The case and the nature of the allegations connected with so-called reverse churning kicked enough dust that FINRA had even taken up the issue and began discussing it at industry events and internally.
**A quick word about reverse churning. The idea that the industry has touted fee-based accounts for a decade plus and now are potentially being raked over the coals for it is ridiculous. If you happen to be keeping score as it relates to regulators – commission based accounts are bad, and now fee based accounts are bad.
Still, one wonders who really benefits from this case being dismissed? Are brokers entitled to some sort of celebration based on relief from increased scrutiny around fee based accounts? Or is it wealth management executives that pushed advisors away from commission based practices that can claim victory? We aren’t so sure.

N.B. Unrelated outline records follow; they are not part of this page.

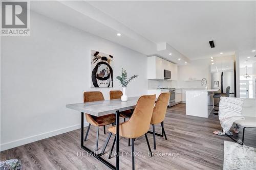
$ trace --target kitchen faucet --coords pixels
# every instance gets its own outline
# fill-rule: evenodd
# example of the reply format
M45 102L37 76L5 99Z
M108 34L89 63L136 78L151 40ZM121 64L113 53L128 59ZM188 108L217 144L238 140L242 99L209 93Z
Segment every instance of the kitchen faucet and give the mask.
M204 82L204 80L205 80ZM201 81L201 83L202 84L202 85L203 85L203 84L204 84L205 85L206 85L206 87L205 87L205 89L207 90L208 89L208 87L207 87L207 80L206 80L206 79L205 78L203 78L202 79L202 80Z

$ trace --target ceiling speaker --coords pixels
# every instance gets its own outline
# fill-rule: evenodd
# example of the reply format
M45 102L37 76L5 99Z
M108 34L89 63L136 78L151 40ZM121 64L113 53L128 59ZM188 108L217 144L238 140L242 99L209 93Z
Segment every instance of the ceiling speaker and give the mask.
M211 48L214 48L215 47L215 46L214 45L214 42L213 40L209 41L209 43L210 44Z

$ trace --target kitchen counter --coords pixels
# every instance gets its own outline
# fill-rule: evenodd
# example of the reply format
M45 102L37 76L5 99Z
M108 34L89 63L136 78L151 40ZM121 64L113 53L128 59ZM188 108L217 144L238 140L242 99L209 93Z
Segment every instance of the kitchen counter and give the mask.
M217 92L220 89L187 89L187 91L207 91L207 92Z
M186 90L186 114L208 117L213 109L213 94L219 89L188 89Z

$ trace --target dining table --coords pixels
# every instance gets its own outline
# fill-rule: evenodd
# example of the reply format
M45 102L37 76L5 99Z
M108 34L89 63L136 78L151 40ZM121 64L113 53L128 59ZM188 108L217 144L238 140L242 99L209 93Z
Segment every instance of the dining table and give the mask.
M122 102L121 99L108 100L96 102L80 103L66 105L69 109L81 112L81 148L88 152L90 155L99 160L102 163L112 169L119 169L119 115L120 112L125 110L134 109L139 97L129 98L126 102ZM88 114L95 116L101 116L110 114L116 114L116 164L113 165L102 157L102 154L97 154L87 148L84 144L83 126L84 114Z

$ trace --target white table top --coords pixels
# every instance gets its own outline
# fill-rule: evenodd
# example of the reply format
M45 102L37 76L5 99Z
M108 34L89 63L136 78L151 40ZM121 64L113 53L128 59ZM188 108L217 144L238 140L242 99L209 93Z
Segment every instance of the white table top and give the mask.
M66 107L96 116L101 116L115 113L117 110L121 112L134 109L139 98L129 98L127 102L122 102L121 99L115 99L72 104L66 105Z
M207 91L207 92L217 92L220 89L187 89L186 91Z

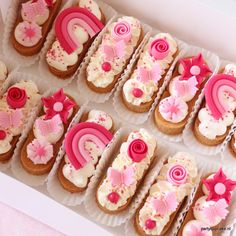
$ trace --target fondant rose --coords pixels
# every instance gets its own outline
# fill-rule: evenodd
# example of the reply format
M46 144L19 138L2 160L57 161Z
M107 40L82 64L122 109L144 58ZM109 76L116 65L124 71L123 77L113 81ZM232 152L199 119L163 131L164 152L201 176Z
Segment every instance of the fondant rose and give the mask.
M128 155L134 162L142 161L148 152L148 146L142 139L133 140L128 148Z
M167 172L167 180L174 185L186 183L187 171L182 165L174 165Z
M169 49L169 44L165 39L156 39L151 43L149 53L156 60L162 60L168 55Z
M26 104L27 94L24 89L11 87L7 91L7 104L13 108L21 108Z
M128 42L131 39L129 23L126 21L116 23L112 30L112 37L117 41L124 40Z

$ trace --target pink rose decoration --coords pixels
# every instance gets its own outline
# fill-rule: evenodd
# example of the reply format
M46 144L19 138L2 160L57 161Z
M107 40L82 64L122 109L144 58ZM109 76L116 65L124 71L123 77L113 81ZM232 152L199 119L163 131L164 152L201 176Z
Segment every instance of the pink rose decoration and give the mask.
M174 165L167 172L167 180L174 185L186 183L187 171L182 165Z
M127 43L131 39L129 23L126 21L116 23L112 30L112 37L116 41L124 40Z
M168 55L169 50L169 44L165 39L156 39L151 43L149 53L156 60L162 60Z
M11 87L7 91L7 104L13 108L22 108L27 101L27 94L24 89Z
M53 157L53 146L45 141L34 139L27 146L28 158L35 164L47 164Z
M128 155L134 162L142 161L148 152L148 146L142 139L133 140L128 148Z
M159 111L165 120L178 123L188 114L188 105L181 98L170 96L160 102Z

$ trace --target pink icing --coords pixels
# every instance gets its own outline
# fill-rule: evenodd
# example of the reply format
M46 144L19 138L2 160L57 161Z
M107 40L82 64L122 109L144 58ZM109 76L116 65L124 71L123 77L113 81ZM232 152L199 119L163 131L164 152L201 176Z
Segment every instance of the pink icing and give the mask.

The upshot should be that advisors should be given the trust they are do to rightly manage client accounts and the costs associated with those accounts until they run afoul of the law. Bad actors will always exist whatever regulatory structures exist, and the law is nearly undefeated in catching them at it. Picking and choosing the ‘most right’ way for clients to pay for the advice, services and care that advisors give them should be up to clients.
This win for Edward Jones feels like a net-net public good for advisors at large. Let’s hope FINRA reads the verdict and opinion and acts in accordance with it.